The perfect cup of tea
Just about everyone wants to tell us how to make the perfect cup of tea – from Stephen Twinning of Twinning’s London (and he should know a thing or two about tea!) to Heston Blumenthal, just about every tea shop expert, and seasoned granny around the world has something to say about the right way to make tea. We all have our own idiocycratic ways of making a brew, and no one should change your style, but sometimes its nice to take a look at an age old process – like making a good cup of tea – from a different angle.
A group of British scientists from the University College London revisited how to make the perfect cup of tea. With the research conducted in the UK, the focus was on black tea – but with some reference to white and green tea. They looked at the usual fundamentals and chemical interactions of making a good cuppa, then took it a step further to also examine the psycological affects of a nice cup of tea.
The significance of creating the perfect cup of tea should not be underestimated when talking about the British and their cuppa. The British alone consume over 165 million cups of tea per year, which equates to a lot of tea leaves!
Many of us will regularly explain that we enjoy our tea served in a fine china cup, and as part of their research the scientists found that the vessel had an immense effect on our enjoyment of the brew. Professor Andrea Sella of University College London explained that tannins found in tea were unable to stick to the smooth surface of the china and so remain in the tea. Professor Sella also believes that the clinking of a teaspoon against the hard surface of the china is somehow comforting to us. Drinking tea from a fine china cup can also offer us warm, heart felt associations with memories that create a positive psycholgical response.
When brewing a good cup of black tea with milk, the following are some of the hard and fast fundamental rules.
Always use freshly drawn water, as it contains higher levels of oxygen, which is required to brew a vibrant, fresh cup of tea.

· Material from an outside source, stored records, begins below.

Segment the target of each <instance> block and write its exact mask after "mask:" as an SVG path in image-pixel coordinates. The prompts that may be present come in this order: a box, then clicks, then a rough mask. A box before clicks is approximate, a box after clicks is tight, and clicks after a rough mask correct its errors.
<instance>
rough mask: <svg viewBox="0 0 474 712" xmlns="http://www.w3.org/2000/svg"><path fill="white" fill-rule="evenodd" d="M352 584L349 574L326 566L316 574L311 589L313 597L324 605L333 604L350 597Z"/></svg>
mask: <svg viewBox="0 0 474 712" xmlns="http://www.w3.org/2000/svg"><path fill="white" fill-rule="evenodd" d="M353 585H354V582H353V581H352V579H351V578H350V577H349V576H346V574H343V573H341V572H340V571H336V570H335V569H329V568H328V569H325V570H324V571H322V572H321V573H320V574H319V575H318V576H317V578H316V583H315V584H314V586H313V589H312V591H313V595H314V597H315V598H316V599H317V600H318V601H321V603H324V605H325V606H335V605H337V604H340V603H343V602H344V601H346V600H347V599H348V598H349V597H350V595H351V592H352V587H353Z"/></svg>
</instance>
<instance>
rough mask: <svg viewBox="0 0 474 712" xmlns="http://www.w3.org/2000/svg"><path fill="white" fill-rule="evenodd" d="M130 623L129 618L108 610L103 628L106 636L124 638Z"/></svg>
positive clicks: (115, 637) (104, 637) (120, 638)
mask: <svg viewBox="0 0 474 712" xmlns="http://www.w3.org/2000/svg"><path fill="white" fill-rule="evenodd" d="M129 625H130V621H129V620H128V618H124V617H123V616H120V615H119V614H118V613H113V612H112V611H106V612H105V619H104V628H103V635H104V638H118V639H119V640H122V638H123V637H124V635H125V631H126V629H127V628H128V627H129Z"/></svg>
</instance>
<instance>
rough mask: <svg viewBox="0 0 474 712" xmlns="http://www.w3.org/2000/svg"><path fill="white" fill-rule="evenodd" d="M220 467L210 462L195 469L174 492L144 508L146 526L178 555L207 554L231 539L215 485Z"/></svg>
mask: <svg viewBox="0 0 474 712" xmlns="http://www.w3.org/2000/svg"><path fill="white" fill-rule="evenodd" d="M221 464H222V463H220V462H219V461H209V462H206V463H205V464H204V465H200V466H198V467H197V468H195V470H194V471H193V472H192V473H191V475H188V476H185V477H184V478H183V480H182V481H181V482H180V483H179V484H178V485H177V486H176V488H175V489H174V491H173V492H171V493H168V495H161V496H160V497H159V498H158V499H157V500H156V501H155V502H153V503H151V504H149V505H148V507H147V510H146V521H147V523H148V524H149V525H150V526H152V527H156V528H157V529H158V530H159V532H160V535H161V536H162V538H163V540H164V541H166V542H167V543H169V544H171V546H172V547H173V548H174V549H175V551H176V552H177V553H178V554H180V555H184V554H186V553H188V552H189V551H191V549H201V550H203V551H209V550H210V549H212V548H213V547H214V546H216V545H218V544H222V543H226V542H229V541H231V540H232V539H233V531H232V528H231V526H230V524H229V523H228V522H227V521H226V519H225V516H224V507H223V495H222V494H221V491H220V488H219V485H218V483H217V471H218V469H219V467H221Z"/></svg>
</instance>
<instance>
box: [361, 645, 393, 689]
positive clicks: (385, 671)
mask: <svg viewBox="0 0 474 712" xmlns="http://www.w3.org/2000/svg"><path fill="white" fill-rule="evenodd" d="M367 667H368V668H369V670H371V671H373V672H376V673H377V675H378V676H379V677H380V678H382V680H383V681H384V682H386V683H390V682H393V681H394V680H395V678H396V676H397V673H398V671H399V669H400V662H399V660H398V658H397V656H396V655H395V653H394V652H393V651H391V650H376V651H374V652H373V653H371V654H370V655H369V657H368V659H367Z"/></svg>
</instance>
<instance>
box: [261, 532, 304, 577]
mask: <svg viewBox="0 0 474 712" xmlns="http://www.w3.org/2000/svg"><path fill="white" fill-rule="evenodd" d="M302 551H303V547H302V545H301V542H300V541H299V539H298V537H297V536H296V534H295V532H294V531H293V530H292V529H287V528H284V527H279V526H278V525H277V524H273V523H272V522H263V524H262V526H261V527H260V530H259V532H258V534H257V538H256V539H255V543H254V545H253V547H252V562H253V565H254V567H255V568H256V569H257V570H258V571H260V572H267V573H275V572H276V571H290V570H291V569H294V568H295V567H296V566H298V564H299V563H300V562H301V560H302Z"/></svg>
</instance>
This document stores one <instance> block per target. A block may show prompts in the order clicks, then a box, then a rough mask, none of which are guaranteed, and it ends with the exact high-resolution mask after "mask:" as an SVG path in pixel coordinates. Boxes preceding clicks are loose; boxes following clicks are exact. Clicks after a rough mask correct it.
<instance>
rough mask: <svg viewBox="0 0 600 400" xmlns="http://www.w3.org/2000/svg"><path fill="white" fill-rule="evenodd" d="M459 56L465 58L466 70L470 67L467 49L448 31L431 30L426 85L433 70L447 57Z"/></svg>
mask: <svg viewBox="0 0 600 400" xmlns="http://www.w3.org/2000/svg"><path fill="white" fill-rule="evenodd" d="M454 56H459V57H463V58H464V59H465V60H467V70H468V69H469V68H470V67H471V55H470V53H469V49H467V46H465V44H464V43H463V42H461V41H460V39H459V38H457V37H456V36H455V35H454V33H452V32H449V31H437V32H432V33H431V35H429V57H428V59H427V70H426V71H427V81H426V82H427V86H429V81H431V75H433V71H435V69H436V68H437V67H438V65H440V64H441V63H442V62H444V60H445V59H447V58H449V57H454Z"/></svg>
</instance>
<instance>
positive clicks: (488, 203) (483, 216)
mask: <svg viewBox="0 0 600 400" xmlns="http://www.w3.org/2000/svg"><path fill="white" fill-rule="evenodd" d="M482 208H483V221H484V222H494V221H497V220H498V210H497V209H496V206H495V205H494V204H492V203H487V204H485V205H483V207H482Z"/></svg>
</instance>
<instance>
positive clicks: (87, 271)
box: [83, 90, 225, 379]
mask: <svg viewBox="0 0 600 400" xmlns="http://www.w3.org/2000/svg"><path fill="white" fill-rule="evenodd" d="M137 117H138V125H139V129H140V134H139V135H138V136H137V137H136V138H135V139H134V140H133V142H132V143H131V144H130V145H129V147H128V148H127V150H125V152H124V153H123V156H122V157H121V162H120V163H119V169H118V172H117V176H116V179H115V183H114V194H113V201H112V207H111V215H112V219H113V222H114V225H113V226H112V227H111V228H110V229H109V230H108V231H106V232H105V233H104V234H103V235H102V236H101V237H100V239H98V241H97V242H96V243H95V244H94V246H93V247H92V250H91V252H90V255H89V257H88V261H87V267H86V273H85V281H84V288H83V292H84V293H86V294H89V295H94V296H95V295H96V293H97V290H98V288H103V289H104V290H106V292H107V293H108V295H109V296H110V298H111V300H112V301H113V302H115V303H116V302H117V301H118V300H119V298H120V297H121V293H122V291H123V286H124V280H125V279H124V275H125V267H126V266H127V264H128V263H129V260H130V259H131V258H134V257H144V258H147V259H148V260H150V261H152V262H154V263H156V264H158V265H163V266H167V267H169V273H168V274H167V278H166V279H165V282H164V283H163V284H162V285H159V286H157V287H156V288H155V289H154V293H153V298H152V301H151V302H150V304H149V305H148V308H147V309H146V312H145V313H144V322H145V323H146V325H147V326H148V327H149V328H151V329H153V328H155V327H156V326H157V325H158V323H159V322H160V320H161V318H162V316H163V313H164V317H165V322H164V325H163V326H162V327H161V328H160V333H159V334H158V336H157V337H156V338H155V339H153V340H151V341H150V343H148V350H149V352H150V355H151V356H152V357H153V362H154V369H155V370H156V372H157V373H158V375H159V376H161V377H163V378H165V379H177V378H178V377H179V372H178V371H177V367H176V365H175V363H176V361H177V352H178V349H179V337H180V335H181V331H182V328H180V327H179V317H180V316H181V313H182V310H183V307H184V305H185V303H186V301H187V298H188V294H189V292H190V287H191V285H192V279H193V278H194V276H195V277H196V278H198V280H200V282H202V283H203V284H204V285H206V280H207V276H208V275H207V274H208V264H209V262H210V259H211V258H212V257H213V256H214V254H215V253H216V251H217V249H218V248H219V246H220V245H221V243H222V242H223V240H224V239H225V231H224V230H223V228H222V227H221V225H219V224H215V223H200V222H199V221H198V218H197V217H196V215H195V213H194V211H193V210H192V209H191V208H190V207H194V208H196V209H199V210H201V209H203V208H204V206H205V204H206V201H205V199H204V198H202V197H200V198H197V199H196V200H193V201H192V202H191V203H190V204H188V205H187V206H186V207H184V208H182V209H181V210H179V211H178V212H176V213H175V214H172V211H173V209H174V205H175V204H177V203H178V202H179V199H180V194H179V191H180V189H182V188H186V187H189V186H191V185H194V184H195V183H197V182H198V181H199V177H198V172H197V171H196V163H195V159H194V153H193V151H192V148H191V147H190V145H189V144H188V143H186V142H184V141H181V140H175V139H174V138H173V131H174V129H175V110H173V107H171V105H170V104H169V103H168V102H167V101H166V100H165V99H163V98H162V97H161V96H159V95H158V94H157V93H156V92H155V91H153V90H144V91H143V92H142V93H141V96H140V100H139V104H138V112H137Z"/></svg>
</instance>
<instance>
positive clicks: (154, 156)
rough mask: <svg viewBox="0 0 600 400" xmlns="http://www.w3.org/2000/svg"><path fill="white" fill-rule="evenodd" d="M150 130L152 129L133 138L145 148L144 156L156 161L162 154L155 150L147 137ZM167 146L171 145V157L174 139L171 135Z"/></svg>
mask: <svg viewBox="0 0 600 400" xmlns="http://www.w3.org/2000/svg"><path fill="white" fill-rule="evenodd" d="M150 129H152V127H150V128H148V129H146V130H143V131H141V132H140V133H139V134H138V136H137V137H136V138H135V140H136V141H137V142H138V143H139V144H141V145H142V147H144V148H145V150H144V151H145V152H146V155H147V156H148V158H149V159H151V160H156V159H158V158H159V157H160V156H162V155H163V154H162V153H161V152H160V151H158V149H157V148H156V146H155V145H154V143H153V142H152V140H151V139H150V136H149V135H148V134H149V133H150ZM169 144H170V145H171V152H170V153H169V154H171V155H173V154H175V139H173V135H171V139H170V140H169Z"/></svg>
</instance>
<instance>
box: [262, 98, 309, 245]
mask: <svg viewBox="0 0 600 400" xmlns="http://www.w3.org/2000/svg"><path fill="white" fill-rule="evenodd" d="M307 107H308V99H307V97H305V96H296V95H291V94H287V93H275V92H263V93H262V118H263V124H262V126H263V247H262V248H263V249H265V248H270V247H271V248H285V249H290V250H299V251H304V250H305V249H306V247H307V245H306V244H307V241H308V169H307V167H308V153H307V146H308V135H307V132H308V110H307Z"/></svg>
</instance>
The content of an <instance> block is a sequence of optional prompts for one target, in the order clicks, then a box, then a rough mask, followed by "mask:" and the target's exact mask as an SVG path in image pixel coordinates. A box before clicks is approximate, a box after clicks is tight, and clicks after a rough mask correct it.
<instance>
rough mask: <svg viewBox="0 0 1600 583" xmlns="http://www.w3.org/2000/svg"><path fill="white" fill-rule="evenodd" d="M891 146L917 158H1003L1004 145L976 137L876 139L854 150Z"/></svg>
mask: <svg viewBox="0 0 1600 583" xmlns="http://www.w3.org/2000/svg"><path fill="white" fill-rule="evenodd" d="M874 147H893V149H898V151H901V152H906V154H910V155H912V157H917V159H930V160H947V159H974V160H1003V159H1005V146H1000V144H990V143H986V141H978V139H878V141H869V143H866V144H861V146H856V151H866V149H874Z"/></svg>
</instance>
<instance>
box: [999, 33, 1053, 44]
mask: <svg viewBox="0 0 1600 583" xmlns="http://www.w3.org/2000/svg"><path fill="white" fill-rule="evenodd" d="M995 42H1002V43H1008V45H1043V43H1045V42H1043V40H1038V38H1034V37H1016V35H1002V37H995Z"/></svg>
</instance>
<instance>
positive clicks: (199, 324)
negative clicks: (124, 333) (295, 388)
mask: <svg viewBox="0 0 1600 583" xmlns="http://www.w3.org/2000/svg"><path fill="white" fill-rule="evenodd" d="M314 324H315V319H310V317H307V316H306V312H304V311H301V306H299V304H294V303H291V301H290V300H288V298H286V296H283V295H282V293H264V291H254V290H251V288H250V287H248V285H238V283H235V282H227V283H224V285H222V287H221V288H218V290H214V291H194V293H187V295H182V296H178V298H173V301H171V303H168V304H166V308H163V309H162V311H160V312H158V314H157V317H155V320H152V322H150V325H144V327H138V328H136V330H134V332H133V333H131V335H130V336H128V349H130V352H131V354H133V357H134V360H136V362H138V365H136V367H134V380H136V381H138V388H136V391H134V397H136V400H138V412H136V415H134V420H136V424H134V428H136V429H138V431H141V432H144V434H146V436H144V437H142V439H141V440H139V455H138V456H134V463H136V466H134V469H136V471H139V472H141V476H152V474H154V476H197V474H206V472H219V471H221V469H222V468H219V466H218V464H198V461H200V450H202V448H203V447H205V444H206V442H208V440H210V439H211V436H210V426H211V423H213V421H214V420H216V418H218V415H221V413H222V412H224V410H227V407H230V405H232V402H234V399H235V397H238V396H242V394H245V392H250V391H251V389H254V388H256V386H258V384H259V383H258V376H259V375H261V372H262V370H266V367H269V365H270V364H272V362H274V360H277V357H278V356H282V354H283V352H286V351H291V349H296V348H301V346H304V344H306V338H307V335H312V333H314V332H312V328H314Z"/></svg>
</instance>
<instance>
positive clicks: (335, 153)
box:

Previously boiled water has lost much of this vital oxygen and so should be replaced.
The teapot should be pre-warmed with a little hot water.
The water in the kettle should reach boiling, 100 degrees Celsius.
Take the teapot to the kettle and pour the boiling water over the leaf tea and allow to brew for three to five minutes.
Milk, if taken with the tea should be added firstly to the cup at around 5% of overall volume. Some may prefer more or less.
Now pour the tea over the milk, this helps prevent cooking of the lactose(natural milk sugars) and prevents altering the taste.The study showed that pouring milk in first allows the tannins to bind with the milk better, to create a smooth tasting cup of tea.
The cup of tea should now be allowed to stand for a short time, giving the tea time to cool slightly to an optimum drinking temperature of 60 degrees Celsius. Professor Sella also suggests we steer clear of plastic or disposable cups as they just don’t cut it when tea is involved.
In an article covering Professor Sella’s finding, there were one or two items I would like to pick them up on. The first being that they attributed the addition of milk to tea as being done first by the British. I dispute this, as the French would appear to have been experimenting with milk in tea before the British. Secondly, Professor Sella doesn’t differentiate between a warmed pot or a room temperature cup when brewing. The warming of the pot,I believe is an integral part of creating the perfect cup of tea from black leaves.
But, having said all that, I do agree with Professor Sella when he says that “the perfect cup of tea is about patience, love and care”. Now I understand why my favourite cup of Assam tastes so good when drunk from my oversized fine bone china breakfast cup & saucer made by Roy Kirkham, England – it’s because it’s wrapped up in nostalgia and my own slice of the perfect life.